Masturbation is
fun, healthy and safe. In fact, it's the safest form of sex you can practice.
You can't become pregnant or contract an STD from masturbating, nor will your
hands cheat on you, lie about how good it was, or spend all your money. If you're
one of the few who hasn't touched themselves, give it a try. What can it hurt?
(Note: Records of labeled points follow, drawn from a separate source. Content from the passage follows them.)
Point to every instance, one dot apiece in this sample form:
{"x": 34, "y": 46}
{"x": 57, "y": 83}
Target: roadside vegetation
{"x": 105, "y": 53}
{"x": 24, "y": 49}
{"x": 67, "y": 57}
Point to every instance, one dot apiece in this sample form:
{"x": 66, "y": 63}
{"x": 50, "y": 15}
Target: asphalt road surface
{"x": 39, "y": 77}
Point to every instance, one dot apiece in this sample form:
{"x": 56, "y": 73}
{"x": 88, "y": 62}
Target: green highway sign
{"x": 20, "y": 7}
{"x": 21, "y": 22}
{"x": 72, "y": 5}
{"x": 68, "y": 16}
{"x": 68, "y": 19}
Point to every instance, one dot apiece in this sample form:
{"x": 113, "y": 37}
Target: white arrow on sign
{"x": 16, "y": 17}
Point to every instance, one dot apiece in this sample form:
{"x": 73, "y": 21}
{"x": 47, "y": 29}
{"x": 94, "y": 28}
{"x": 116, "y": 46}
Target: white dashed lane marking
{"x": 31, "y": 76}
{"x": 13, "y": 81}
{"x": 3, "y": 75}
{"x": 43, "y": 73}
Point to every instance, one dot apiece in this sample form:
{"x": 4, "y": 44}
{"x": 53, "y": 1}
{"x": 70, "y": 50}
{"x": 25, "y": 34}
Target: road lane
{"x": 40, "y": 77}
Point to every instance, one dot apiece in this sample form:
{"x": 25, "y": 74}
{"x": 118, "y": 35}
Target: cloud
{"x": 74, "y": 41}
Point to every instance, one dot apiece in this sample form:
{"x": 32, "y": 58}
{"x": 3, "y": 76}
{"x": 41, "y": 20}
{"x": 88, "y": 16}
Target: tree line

At the worst, you won't care for it much. At best, you'll discover an exciting
new way to relieve stress, celebrate your body, relieve sexual tension and give
yourself a whole lotta pleasure.
Even if you've
been masturbating for years, a little variety never hurt anyone. Have you tried
using different kinds of
lube
when you masturbate? Most men have tried some
form of lubricant, but surprisingly few women have. Try a couple of different
brands and types... a little moisture adds a lot to the experience. What about
sex toys?
Many women have tried
vibrators,
dildos and
clitoral stimulators,
but few men have tried
sleeves or
penis pumps--all of which
can be a lot more fun than your bare hands. Whether you're a newbie or a pro
at self love, relax, take your pants off, and try some of these tricks for a
zestier solo sex experience.
Masturbation
Tips for Girls
If you're masturbating for the first time--or even if you're a seasoned pro--take
a few moments to relax, heighten your senses and explore your body. Dim the
lights, turn on some soft, sensual music, light a few candles and burn some
incense. You may feel a little silly making all these preparations just to have
sex with yourself, but try it at least once and see if you like it. Many women
are surprised at their bodies' responses to a sensual environment.
Once the room is
ready, remove your clothes and recline on the bed or sofa. Make sure you're
completely comfortable; try propping your elbows on a few pillows. Then begin
to explore your body. Stroke your breasts, belly and thighs. Feel your skin
raise into goosebumps as you become aroused by your own touch. Don't leave an
inch of skin unexplored: search out and touch all the places on your body you
don't consider to be "sexual," such as the backs of your knees, your
underarms, the crevice between your vulva and inner thighs. You'll soon find
out what turns you on.
When you're completely
comfortable with your body, move your hands between your legs. If this is difficult
or uncomfortable for you, start slow. Get out a hand mirror and a flashlight
and look at yourself. Many women have never done this before and have no idea
what they look like. In order to feel completely comfortable masturbating, you
need to understand your anatomy. Pull your labia apart and examine your clitoris
and vaginal opening. Try stroking your clitoris and watch what happens. As you
become aroused, blood will flow to your clitoris, enlarging it and turning it
a deep shade of red--much like a man's erect penis. The sensitive skin below
your clitoris, surrounding your vaginal opening, may become puckered, like the
goosebumps on your arms and legs. Don't worry! It's a perfectly natural response
to arousal.
As you become more
comfortable and aroused, set aside the mirror and flashlight and try to completely
relax. Continue to stroke your clitoris, mons pubis and vaginal opening. Concentrate
on the areas that feel the best. Once you are fully aroused, you'll most likely
become wet with vaginal lubrication. Try inserting a finger or two and see how
that feels. Some women enjoy penetration when masturbating, some don't. Neither
way is better. That's one of the joys of self-love--you can engage in only the
stimulation that you enjoy, nothing more and nothing less. You're in it for
yourself alone. Try different types of stimulation and see what feels best.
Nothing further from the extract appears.